Keep Dates Consistent
Pick the date format that matches your style and stick to it. APA uses “Year, Month Day.” MLA uses “Day Month Year.” Chicago spells out the month in many cases. Mixing formats is one of the easiest tells that the list was rushed.
Using Citation Generators Without Getting Burned
Citation generators save time, but they copy whatever the page shows. A hidden author or a messy title can slip through. Use the generator, then check author, date, and page title on the source page. Last step: open the URL in a fresh tab to confirm it works without a session code.

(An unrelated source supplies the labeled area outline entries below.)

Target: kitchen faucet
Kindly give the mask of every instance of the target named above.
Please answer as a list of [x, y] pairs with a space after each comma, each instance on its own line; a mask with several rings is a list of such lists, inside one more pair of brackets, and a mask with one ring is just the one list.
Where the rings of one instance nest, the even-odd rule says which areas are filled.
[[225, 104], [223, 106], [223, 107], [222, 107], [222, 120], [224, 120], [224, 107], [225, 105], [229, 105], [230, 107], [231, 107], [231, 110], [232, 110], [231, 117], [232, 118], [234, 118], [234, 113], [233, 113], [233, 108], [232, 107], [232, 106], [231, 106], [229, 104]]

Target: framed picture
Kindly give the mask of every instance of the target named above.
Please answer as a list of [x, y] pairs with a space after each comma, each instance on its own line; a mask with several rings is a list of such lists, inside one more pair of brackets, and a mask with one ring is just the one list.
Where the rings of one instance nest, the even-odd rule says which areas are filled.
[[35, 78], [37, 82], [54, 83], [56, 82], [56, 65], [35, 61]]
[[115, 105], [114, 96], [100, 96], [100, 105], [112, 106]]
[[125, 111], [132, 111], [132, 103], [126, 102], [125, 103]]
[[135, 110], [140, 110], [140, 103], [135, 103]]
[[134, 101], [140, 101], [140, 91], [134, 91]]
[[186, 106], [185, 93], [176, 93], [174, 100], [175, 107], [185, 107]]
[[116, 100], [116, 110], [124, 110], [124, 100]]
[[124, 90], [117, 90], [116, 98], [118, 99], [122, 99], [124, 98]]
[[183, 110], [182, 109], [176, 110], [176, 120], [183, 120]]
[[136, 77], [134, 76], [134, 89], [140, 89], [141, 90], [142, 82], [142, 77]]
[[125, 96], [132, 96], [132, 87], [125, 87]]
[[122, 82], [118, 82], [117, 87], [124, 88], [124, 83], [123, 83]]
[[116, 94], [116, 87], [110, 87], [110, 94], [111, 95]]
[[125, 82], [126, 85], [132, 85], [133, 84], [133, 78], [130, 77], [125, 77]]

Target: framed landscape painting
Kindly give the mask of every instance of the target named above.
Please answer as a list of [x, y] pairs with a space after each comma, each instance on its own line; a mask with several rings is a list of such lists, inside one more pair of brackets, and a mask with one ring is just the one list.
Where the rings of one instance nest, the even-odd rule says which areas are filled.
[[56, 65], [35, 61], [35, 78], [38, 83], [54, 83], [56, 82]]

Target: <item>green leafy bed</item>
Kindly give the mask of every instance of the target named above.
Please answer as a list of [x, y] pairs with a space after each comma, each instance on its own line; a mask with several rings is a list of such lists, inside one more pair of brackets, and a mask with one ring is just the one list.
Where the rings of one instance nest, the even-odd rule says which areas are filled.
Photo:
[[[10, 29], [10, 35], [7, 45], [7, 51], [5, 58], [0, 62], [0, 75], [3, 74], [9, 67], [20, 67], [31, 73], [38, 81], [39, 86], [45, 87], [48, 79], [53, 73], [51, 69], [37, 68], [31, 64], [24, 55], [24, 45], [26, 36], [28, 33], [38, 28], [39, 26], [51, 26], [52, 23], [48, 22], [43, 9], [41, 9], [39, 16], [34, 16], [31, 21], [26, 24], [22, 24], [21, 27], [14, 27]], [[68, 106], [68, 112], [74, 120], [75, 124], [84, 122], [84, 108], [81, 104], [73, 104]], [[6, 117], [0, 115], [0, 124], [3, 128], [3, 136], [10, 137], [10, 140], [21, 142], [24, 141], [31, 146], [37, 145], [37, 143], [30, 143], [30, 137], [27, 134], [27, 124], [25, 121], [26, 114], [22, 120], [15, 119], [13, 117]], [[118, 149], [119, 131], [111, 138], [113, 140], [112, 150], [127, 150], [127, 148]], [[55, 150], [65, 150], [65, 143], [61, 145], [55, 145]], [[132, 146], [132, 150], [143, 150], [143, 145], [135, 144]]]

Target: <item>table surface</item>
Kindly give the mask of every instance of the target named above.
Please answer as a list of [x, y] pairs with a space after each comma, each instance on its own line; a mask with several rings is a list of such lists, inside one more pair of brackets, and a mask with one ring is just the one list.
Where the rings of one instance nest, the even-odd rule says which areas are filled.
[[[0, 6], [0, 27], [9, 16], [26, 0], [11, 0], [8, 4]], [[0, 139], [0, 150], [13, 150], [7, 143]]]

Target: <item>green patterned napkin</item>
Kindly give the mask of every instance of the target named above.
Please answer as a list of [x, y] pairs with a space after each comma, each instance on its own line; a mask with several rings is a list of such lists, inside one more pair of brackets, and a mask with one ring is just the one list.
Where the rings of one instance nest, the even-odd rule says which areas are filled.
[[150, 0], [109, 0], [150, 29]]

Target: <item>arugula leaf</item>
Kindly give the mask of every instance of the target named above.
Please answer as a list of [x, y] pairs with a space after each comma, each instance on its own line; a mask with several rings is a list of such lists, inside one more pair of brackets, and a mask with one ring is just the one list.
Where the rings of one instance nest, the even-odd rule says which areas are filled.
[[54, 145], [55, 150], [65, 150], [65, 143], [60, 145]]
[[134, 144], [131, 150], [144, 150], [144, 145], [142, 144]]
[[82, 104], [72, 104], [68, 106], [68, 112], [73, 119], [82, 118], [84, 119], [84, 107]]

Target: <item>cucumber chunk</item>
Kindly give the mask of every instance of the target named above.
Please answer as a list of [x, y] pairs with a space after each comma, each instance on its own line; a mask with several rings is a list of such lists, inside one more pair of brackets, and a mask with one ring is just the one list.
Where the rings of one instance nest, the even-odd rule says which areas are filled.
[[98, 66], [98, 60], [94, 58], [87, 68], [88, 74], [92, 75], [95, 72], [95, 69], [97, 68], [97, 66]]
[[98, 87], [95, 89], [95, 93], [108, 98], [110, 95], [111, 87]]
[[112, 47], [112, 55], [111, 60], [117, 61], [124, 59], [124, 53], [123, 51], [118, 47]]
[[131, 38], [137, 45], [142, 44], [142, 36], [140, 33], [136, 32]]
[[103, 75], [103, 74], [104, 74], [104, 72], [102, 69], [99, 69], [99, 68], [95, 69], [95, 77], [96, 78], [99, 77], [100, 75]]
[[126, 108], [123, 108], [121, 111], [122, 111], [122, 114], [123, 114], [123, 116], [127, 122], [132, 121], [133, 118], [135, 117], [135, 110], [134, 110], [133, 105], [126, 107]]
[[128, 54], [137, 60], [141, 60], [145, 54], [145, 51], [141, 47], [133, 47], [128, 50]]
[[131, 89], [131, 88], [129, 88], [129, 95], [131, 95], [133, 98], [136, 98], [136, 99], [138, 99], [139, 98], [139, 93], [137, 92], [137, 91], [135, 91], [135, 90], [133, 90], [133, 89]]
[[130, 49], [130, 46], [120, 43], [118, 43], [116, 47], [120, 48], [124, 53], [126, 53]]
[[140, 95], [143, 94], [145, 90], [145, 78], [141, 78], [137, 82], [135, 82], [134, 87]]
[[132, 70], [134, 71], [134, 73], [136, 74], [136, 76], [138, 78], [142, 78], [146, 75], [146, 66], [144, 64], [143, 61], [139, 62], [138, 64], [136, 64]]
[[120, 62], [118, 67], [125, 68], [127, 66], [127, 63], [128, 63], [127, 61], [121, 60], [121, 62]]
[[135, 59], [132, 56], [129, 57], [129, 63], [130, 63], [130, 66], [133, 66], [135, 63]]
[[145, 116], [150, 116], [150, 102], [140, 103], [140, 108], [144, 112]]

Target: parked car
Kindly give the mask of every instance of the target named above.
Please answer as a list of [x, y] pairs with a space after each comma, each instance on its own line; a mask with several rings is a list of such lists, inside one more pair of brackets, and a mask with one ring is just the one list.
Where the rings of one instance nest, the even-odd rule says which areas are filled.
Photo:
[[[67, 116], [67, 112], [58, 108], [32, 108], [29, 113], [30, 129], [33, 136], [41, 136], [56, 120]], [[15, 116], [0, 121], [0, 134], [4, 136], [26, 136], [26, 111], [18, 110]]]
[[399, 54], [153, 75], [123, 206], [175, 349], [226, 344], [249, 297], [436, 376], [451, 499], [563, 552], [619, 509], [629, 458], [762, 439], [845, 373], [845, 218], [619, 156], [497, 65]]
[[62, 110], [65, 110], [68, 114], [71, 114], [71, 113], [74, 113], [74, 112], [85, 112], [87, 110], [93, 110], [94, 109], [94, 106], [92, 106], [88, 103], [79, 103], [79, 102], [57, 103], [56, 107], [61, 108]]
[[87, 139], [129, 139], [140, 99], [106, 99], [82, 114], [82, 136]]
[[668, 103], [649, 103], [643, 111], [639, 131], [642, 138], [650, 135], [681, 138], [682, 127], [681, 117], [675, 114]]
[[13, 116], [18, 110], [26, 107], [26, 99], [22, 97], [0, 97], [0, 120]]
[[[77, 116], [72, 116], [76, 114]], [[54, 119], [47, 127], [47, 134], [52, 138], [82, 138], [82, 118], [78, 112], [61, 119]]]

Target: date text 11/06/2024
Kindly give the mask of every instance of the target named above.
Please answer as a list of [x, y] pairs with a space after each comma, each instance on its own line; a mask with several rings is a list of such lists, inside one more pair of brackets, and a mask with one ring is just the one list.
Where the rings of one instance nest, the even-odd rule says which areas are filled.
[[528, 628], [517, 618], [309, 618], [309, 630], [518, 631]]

Copy-Ready Templates You Can Paste
If you need one clean set of patterns to keep beside your draft, use these. They’re written as blanks you fill in. This is the part that makes how to cite a website in a bibliography feel simple when you’re on your third revision.
APA 7 Template
Author, A. A. (Year, Month Day). Title of page. Site Name. URL
MLA 9 Template
Author Last Name, First Name. “Title of Page.” Site Name, Publisher, Day Month Year, URL. Accessed Day Month Year.
Chicago Notes And Bibliography Template
Author Last Name, First Name. “Title of Page.” Site Name. Month Day, Year. URL.
Final Checklist Before You Submit
- Each entry starts with the same name or title used in your in-text citation.
- You recorded the date shown on the page, not the date you first heard about it.
- Your titles follow the right capitalization rule for your style.
- Your URLs work and don’t include dead tracking pieces.
- Your list is alphabetized the way your style expects.
- Hanging indents are on, so multi-line entries are easy to scan.